3. Les limites de la connaissance médicale
Le Professeur Rémy NIZARD, Chirurgien orthopédiste et traumatologue a également abordé un sujet d’actualité brûlant : la question de la fin de vie. Relatant une récente commission de la Haute Autorité de Santé, il a exprimé ses inquiétudes quant aux projets de légiférer sur l’aide médicale à mourir à « moyen terme ».
« Comment pouvons-nous, en tant que médecins, prétendre prédire avec certitude l’évolution d’une maladie à moyen terme ? » s’est-il interrogé. « Cette question soulève des enjeux éthiques immenses et nous rappelle les limites de notre savoir médical. »
4. Le paradoxe de la propriété de la vie
Le Rav Chmouel LEWIN a apporté une perspective théologique au débat, développant le thème central de la soirée : « À qui appartient la vie ? ». Selon lui, cette question recèle un paradoxe fondamental dans la pensée juive.
« Répondre que la vie appartient entièrement à l’homme serait une catastrophe, » a-t-il expliqué. « Cela impliquerait que nous pouvons en disposer à notre guise, y compris pour nous faire du mal. Mais affirmer que la vie appartient uniquement à Dieu serait tout aussi problématique, car cela nous priverait de toute initiative et responsabilité. »
Le Rav Lewin a étendu cette réflexion à d’autres domaines : l’argent, les enfants, la Torah elle-même. Dans chaque cas, il a souligné la nécessité de maintenir une tension entre appropriation et détachement.
5. Témoignage poignant et appel à l’action
La soirée a pris une tournure émouvante avec le témoignage du Rav Nethanael LOEB, père d’un soldat tombé au combat lors des récents événements en Israël.
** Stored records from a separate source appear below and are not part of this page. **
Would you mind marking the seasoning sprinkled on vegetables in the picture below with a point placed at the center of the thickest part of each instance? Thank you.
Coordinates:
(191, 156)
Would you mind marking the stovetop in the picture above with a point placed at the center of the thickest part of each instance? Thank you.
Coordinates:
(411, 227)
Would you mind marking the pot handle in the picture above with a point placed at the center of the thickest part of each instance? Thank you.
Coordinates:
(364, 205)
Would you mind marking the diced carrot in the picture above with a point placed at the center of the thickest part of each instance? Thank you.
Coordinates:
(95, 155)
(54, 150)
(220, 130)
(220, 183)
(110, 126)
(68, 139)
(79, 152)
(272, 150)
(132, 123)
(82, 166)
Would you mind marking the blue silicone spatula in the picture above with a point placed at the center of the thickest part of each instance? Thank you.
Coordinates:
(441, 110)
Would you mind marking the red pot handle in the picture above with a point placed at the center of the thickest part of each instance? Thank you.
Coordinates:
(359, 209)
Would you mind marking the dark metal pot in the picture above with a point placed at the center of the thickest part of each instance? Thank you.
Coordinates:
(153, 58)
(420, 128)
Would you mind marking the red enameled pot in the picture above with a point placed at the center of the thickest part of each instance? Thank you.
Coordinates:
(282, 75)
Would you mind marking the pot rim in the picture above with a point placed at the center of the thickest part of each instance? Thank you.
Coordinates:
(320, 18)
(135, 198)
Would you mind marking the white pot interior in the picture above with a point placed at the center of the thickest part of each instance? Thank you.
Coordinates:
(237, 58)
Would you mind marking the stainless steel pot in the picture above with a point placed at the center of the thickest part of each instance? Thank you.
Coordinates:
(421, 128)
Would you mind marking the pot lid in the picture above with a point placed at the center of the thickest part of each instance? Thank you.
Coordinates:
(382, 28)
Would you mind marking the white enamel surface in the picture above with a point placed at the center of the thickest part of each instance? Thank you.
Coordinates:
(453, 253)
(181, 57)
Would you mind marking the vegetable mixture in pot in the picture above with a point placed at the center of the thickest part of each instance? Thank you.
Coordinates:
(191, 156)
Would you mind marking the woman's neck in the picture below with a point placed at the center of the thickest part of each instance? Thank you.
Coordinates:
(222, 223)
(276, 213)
Le Rav Loeb a partagé les leçons tirées de cette tragédie, insistant sur l’importance de considérer chaque enfant comme un monde entier, porteur d’une mission unique.
« Mon fils a donné sa vie pour sauver celle d’un camarade, » a-t-il raconté. « Cela m’a fait réaliser que chaque âme a un rôle spécifique à jouer dans ce monde, un rôle que nous, parents, devons aider à révéler sans chercher à l’imposer. »
6. Conclusion et perspectives
La conférence s’est conclue par un appel à l’action par le Rav Mendel SEBAG qui invité les participants à prendre de bonnes résolutions, à renforcer leur pratique des Mitsvot et leur étude de la Torah. Une histoire inspirante a été partagée, celle d’une étudiante en médecine russe ayant choisi de respecter la fête de Chavouot au détriment de sa remise de diplôme, illustrant le courage nécessaire pour vivre pleinement sa foi.
Cette soirée riche en réflexions a mis en lumière la complexité du rôle de médecin dans la tradition juive : à la fois dépositaire d’un savoir technique et humble serviteur d’une force qui le dépasse. Elle a rappelé que la vie, dans toutes ses dimensions, reste un mystère que la science et la foi peuvent éclairer sans jamais totalement le percer.